DAIET RX Queue Map Error
Closed this issue · 7 comments
Hi, I was able to compile PyTorch with Gloo and DAIET and now trying to run the training but I get the following error:
Configuration file daiet-server.cfg
** DAIET parameters **
Num updates: 256
Max num pending messages: 64
Worker port: 4000
PS port: 3030
Worker IP: 14.207.254.149
PS0: XX:XX:XX:XX:XX:XX 14.207.254.165
Num workers: 1
Number of threads: 4
CPU freq: 1.8 GHz
RX queue stats mapping error Unknown error -95
TX queue stats mapping error Unknown error -95
RX queue stats mapping error Unknown error -95
TX queue stats mapping error Unknown error -95
RX queue stats mapping error Unknown error -95
TX queue stats mapping error Unknown error -95
RX queue stats mapping error Unknown error -95
TX queue stats mapping error Unknown error -95
Link Up. Speed 200000 Mbps - Full-duplex
Cannot init mbuf pool: Cannot allocate memory
My config file for reference daiet-server.cfg:
[daiet]
num_workers = 1
# Block size
num_updates = 256
# Slots per core
max_num_pending_messages = 64
worker_port = 4000
ps_port = 3030
worker_ip = 14.207.254.149
ps_ips = 14.207.254.165
ps_macs = XX:XX:XX:XX:XX:XX
# Deprecated config, no need to change
sync_blocks = 100000000
[dpdk]
# Cores to bind to
cores = 10-13
prefix = daiet
# Extra EAL options
extra_eal_options = -w 0000:8e:00.0
# Port id
port_id = 0
# Pool and pool cache sizes
pool_size = 131072
pool_cache_size = 512
# Number of packets in a burst
burst_rx = 64
burst_tx = 32
# Bulk drain timer (microseconds)
bulk_drain_tx_us = 10
Yes I did follow that guide, since its a Mellanox interface I did not bind it to igb_uio driver. The DPDK example applications also seem to run perfectly on their own.

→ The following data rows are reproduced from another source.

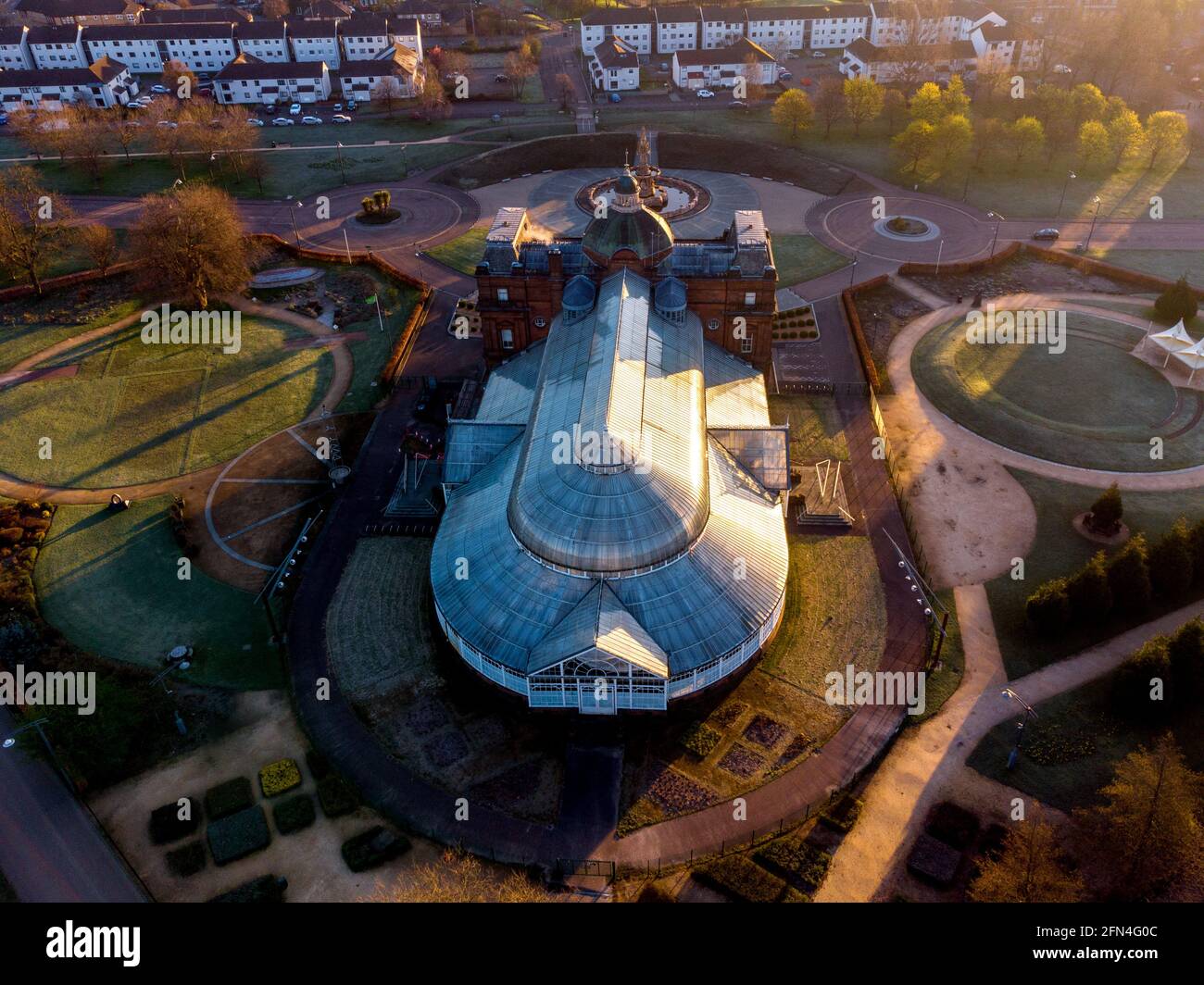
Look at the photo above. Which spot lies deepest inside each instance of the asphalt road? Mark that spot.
(53, 850)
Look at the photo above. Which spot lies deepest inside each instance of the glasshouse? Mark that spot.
(614, 535)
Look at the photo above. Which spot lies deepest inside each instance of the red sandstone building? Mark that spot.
(729, 282)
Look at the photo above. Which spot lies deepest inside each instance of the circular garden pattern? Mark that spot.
(1092, 405)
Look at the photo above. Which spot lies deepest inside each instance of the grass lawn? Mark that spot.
(1059, 551)
(107, 580)
(1074, 745)
(1028, 188)
(815, 428)
(801, 258)
(1171, 264)
(133, 412)
(426, 707)
(1092, 405)
(464, 252)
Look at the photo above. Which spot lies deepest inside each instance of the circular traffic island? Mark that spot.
(1082, 400)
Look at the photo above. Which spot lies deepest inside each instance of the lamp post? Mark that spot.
(995, 239)
(36, 725)
(293, 215)
(1020, 725)
(1092, 231)
(1066, 184)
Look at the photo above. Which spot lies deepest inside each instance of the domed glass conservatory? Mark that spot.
(614, 536)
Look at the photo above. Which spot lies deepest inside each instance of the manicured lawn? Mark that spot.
(1031, 188)
(820, 630)
(464, 252)
(801, 258)
(135, 412)
(1092, 405)
(1072, 747)
(107, 580)
(1059, 551)
(1171, 264)
(815, 427)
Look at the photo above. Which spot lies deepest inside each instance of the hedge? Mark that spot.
(373, 848)
(228, 799)
(237, 836)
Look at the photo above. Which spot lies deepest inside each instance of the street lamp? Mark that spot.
(1020, 725)
(1092, 231)
(995, 239)
(293, 215)
(1066, 184)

Did you set up hugepages? How large of a memory did you allocate to hugepages? Did you try to increase it?
Yes I did with:
echo 1024 > /sys/devices/system/node/node0/hugepages/hugepages-64kB/nr_hugepages
echo 1024 > /sys/devices/system/node/node0/hugepages/hugepages-2048kB/nr_hugepages
mkdir -p /mnt/huge; mount -t hugetlbfs pagesize=1GB /mnt/huge
Haven't tried increasing the size as this seemed enough, will try now to rule it out.
Increasing to 4GB fixed it!!! Thanks!!!
A small general question though, is there any component in DAIET to ensure reliable delivery and/or how does it know when to retransmit?
You can find that in Appendix A of our paper.